Disability Justice and Urban Planning

Disability Justice and Urban Planning is a collection of articles focusing on people with disability and the built environment. Lisa Stafford and Leonor Vanik remind us it is 60 years since the first campaigns for justice began. In their introduction to the articles they argue that despite legislation we still live in an ableist world. People with disability continue to be excluded and subjugated.

In urban planning and design, these prejudices are played out in the built and digital form. … disabled people are constantly reminded that “you don’t belong – the world is not built for you”. Dignity and control are still not realised.

A woman is pushing a man in a wheelchair up a ramp into the train. The train guard looks on. Another woman in a wheelchair waits for her turn. A man with a stroller is also in the picture.

Basic things like using public transport to attend an appointment are taken for granted by many. However, this same activity for disabled people can require exhaustive planning to account for things that might go wrong. Many trips are not make because it’s just too hard.

Then there is the complexity of other social dimensions. Indigenous disabled people, disabled people of colour, queer disabled people and disabled women and girls. However, there is a growing resistance to oppression and exclusion.

The collection of articles brings into view a large and diverse group of people who have been unseen for so long.
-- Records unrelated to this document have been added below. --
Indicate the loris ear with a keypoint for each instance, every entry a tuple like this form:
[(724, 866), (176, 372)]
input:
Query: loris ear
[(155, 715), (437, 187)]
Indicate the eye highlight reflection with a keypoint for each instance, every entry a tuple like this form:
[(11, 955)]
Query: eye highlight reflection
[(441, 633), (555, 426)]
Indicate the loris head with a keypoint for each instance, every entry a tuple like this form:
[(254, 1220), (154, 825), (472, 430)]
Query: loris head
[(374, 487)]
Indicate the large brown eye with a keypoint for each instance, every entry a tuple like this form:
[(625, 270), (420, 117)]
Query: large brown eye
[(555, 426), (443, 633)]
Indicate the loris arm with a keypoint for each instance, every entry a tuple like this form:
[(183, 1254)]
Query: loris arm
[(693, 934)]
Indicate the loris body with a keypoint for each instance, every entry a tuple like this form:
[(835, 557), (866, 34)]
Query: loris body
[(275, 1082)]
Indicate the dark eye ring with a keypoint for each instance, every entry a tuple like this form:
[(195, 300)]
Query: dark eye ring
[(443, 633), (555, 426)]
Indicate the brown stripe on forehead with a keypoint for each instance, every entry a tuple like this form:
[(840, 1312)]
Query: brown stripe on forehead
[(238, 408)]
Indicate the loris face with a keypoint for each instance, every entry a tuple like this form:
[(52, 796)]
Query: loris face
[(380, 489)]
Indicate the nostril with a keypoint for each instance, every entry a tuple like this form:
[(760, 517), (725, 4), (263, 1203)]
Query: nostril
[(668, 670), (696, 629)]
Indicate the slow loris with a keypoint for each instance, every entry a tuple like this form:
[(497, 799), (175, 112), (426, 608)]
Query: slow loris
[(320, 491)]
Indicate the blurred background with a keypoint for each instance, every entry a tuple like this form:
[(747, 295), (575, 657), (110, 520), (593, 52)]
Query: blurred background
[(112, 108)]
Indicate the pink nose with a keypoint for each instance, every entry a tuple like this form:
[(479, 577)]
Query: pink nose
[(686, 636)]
The aim is to open up conversations about body and mind diversity. The authors are people with disability and so the content is written with heart – it’s not just another academic exercise.

It’s time for planners and designers to not just listen but to act. It could be their future self they are planning and designing for.

Aerial view of a city with tall buildings separated by green open space.

The title of this collection of short articles is, Disability Justice and Urban Planning and is open access. Published in Planning Theory & Practice.

The authors use the language of “disabled people” in line with critical models of disability.